14. The system of claim 13 further comprising instructions to receive a plurality of pressure stabilization values for fluid flow at a plurality of locations in the bore of the formation and instructions to calculate a plurality of skin factor values for the plurality of locations in the bore.
15. The system of claim 14 further comprising instructions to store the plurality of skin factor values as a fingerprint that characterizes the bore wherein the bore comprises one of a plurality of lateral bores that join a common bore.
16. The system of claim 13 further comprising instructions to receive distributed temperature survey data for at least a portion of the bore and instructions to compare the skin factor value to at least a portion of the distributed temperature survey data.
17. The system of claim 13 wherein one of the formation parameter values comprises a pressure value and wherein the instructions to calculate a skin factor value comprise instructions to calculate a difference between the pressure value and the pressure stabilization value.
18. One or more computer-readable media that comprise processor-executable instructions that instruct a computing device wherein the instructions comprise instructions to instruct the computing device to:
receive formation parameter values associated with a bore of a formation as determined at a first location in the bore via a pressure transient analysis of a test performed by tubing that is operatively coupled to a tool that includes at least one pressure sensor;
receive a pressure stabilization value for fluid flow via the tubing as measured by the tool at a second location in the bore of the formation; and
based at least in part on the formation parameter values and the pressure stabilization value, calculate a skin factor value for the second location in the bore.

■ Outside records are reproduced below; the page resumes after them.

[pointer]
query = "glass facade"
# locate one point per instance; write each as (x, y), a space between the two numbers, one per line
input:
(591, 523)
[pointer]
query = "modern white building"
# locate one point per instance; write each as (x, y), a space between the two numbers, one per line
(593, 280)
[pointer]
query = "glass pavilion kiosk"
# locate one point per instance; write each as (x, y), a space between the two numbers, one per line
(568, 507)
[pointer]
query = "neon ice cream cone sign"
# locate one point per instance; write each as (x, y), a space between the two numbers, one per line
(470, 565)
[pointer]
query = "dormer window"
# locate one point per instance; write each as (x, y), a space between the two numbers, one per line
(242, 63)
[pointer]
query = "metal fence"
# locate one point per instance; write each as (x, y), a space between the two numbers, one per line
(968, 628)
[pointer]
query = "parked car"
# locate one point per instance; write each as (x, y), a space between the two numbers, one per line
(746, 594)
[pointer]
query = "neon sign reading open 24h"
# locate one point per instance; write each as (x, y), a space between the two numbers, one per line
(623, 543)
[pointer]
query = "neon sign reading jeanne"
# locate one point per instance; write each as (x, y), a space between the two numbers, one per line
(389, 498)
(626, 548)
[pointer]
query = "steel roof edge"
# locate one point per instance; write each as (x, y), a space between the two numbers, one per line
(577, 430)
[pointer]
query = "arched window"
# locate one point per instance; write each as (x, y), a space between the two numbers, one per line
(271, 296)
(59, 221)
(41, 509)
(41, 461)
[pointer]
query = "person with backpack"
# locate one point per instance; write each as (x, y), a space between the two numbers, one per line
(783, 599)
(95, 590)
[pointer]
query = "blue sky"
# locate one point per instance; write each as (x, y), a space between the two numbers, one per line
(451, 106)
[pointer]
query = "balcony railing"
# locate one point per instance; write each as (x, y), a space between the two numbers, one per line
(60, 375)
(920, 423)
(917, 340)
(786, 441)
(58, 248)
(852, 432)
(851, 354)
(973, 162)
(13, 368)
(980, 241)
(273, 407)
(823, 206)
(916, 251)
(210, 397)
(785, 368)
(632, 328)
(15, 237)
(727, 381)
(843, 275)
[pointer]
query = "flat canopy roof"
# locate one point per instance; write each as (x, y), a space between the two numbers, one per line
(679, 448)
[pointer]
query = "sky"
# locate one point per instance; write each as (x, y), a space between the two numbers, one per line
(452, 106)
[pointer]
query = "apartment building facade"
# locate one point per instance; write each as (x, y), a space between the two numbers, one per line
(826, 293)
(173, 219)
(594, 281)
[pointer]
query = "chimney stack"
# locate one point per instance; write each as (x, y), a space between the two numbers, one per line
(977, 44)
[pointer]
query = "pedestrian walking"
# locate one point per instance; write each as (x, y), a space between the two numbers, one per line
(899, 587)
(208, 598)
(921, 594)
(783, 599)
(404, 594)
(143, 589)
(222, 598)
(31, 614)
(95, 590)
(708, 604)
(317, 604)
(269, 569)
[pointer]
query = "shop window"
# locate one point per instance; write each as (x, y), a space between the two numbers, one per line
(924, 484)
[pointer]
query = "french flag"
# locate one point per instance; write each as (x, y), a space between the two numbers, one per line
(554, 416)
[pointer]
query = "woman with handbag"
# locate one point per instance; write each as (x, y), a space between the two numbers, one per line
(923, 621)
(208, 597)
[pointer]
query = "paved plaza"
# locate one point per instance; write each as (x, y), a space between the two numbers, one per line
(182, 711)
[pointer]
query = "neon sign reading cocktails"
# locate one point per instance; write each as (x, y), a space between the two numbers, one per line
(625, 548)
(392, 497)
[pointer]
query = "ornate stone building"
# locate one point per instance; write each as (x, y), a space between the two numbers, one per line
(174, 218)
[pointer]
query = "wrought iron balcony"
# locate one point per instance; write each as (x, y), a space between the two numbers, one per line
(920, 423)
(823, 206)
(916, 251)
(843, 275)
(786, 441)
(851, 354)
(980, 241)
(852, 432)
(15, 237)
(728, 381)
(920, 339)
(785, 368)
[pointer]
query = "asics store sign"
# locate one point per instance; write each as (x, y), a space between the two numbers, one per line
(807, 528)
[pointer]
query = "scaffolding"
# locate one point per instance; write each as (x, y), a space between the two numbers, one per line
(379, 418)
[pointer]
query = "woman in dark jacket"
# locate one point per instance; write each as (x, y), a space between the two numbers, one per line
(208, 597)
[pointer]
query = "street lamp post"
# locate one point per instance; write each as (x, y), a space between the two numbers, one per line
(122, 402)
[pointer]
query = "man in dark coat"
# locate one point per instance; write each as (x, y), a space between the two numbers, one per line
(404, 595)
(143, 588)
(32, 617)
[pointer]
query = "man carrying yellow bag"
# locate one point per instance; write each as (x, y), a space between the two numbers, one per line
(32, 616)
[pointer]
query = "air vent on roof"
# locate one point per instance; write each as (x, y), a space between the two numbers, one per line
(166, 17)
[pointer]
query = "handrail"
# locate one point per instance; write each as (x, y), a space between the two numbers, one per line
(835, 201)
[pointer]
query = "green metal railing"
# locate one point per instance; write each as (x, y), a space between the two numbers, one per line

19. The one or more computer-readable media of claim 18 further comprising instructions to receive a plurality of pressure stabilization values for fluid flow at a plurality of locations in the bore of the formation and instructions to calculate a plurality of skin factor values for the plurality of locations in the bore.
20. The one or more computer-readable media of claim 19 further comprising instructions to store the plurality of skin factor values as a fingerprint that characterizes the bore wherein the bore comprises one of a plurality of lateral bores that join a common bore.